Notice: The reproducibility variables underlying each score are classified using an automated LLM-based pipeline, validated against a manually labeled dataset. LLM-based classification introduces uncertainty and potential bias; scores should be interpreted as estimates. Full accuracy metrics and methodology are described in [1].
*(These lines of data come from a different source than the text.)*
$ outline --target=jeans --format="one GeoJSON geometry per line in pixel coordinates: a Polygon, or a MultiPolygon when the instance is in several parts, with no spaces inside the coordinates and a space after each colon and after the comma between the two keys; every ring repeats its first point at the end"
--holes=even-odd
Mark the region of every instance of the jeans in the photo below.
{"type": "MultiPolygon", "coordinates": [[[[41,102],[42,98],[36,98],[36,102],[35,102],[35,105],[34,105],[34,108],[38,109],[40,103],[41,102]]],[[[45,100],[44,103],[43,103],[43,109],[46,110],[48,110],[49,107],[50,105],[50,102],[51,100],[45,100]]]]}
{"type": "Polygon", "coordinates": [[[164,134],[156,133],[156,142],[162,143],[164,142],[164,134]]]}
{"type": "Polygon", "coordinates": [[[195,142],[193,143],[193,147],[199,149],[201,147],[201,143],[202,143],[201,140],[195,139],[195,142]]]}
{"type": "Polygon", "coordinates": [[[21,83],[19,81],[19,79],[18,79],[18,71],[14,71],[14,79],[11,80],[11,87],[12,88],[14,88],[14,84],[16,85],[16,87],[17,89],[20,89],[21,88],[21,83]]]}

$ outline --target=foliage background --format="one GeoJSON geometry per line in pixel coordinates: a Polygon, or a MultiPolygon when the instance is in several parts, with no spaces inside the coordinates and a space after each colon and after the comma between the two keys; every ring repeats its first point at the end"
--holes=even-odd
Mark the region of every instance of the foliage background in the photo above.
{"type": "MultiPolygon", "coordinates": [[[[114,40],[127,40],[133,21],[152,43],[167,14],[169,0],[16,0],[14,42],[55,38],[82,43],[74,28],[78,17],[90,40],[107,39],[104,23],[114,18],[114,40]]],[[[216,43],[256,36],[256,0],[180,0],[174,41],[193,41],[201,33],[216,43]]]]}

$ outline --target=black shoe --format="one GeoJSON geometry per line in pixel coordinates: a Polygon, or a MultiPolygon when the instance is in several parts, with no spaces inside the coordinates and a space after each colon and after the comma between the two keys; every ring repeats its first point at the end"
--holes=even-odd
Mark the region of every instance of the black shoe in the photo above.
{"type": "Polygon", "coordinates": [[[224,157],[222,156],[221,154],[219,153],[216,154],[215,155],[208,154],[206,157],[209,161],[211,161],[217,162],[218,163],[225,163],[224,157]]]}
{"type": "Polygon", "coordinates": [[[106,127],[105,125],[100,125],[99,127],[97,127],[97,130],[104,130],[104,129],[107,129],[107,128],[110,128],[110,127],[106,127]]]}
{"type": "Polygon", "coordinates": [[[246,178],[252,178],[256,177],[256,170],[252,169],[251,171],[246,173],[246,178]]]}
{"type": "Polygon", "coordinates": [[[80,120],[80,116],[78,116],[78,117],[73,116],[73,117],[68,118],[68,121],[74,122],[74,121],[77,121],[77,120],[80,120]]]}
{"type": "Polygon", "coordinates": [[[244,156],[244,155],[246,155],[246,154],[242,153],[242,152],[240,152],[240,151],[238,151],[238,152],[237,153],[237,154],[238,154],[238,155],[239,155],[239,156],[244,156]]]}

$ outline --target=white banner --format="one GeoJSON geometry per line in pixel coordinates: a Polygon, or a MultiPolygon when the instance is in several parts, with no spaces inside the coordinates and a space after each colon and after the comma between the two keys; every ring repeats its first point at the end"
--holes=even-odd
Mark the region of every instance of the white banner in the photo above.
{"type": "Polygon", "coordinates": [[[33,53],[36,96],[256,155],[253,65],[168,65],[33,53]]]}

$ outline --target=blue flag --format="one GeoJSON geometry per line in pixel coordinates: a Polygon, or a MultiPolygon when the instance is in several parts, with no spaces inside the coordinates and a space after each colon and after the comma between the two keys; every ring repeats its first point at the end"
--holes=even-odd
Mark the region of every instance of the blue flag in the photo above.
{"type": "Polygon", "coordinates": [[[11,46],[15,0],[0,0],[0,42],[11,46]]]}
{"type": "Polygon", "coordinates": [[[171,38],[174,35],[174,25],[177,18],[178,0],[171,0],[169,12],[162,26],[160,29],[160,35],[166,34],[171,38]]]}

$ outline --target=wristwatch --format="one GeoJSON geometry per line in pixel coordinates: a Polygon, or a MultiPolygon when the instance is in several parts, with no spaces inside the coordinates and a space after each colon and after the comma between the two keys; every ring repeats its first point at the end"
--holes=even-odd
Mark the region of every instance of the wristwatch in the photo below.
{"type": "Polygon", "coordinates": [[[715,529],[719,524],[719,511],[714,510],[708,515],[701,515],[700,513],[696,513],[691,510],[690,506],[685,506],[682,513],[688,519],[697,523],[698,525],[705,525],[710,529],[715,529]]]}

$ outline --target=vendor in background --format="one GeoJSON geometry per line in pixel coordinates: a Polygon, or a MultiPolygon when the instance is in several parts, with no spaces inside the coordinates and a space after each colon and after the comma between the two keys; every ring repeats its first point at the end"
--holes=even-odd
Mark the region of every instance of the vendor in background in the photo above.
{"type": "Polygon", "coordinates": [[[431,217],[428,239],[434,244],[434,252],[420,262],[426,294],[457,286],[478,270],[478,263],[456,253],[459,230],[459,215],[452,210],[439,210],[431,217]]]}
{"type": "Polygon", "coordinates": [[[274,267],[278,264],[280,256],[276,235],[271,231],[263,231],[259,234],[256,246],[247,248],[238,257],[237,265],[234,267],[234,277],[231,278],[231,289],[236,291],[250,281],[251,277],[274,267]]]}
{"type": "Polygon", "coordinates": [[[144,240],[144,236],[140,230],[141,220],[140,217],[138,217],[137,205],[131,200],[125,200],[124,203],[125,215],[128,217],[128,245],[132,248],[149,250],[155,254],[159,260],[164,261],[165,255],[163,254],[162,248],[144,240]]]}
ISR-DPO: Aligning Large Multimodal Models for Videos by Iterative Self-Retrospective DPO

Authors: Daechul Ahn, Yura Choi, San Kim, Youngjae Yu, Dongyeop Kang, Jonghyun Choi

AAAI 2025 | Venue PDF | LLM Run Details

Reproducibility Variable Result LLM Response
Research Type Experimental In extensive empirical evaluations across diverse video question answering benchmarks, the ISR-DPO significantly outperforms the state of the art.
Researcher Affiliation Academia 1Seoul National University 2Yonsei University 3University of Minnesota EMAIL, EMAIL, EMAIL
Pseudocode No The paper describes the stages of ISR-DPO in Section 3 and Figure 3, but it does not present them in a structured pseudocode or algorithm block format. The steps are described in narrative text and mathematical equations.
Open Source Code Yes We are committed to open-sourcing our code, models, and datasets to encourage further investigation.
Open Datasets Yes Our training dataset utilizes a fixed set of 17k video-instruction ({V, x}) pairs from (Zhang et al. 2024a), in contrast to previous works (Yuan et al. 2024; Chen et al. 2024) that incremented their dataset across iterations. For all iterations beyond the initial VLMM πθ1, we generate preference dataset Dpref t at each iteration by generating new responses and preferences. Following (Maaz et al. 2024; Zhang et al. 2024a), we evaluate our method on two types of video question answering datasets: one that requires concise responses, and the other that demands comprehensive answers, across 7 video collections.
Dataset Splits Yes Our training dataset utilizes a fixed set of 17k video-instruction ({V, x}) pairs from (Zhang et al. 2024a)... Following (Maaz et al. 2024; Zhang et al. 2024a), we evaluate our method on two types of video question answering datasets: one that requires concise responses, and the other that demands comprehensive answers, across 7 video collections.
Hardware Specification Yes Training is conducted on 8 NVIDIA A100 GPUs (80G).
Software Dependencies No The paper mentions several models and methods like DPO, VLMM, and LLM, and refers to specific model sizes (e.g., 7B-sized model), but does not provide specific version numbers for software dependencies or libraries used for implementation.
Experiment Setup Yes We perform full-parameter fine-tuning using DPO with 9 total iterations... All generative processes use specific prompts... We employ a 7B-sized model for fair comparison with others. ... We generate two different responses for the input video V and question x using a high temperature hyper-parameter (e.g., 0.7).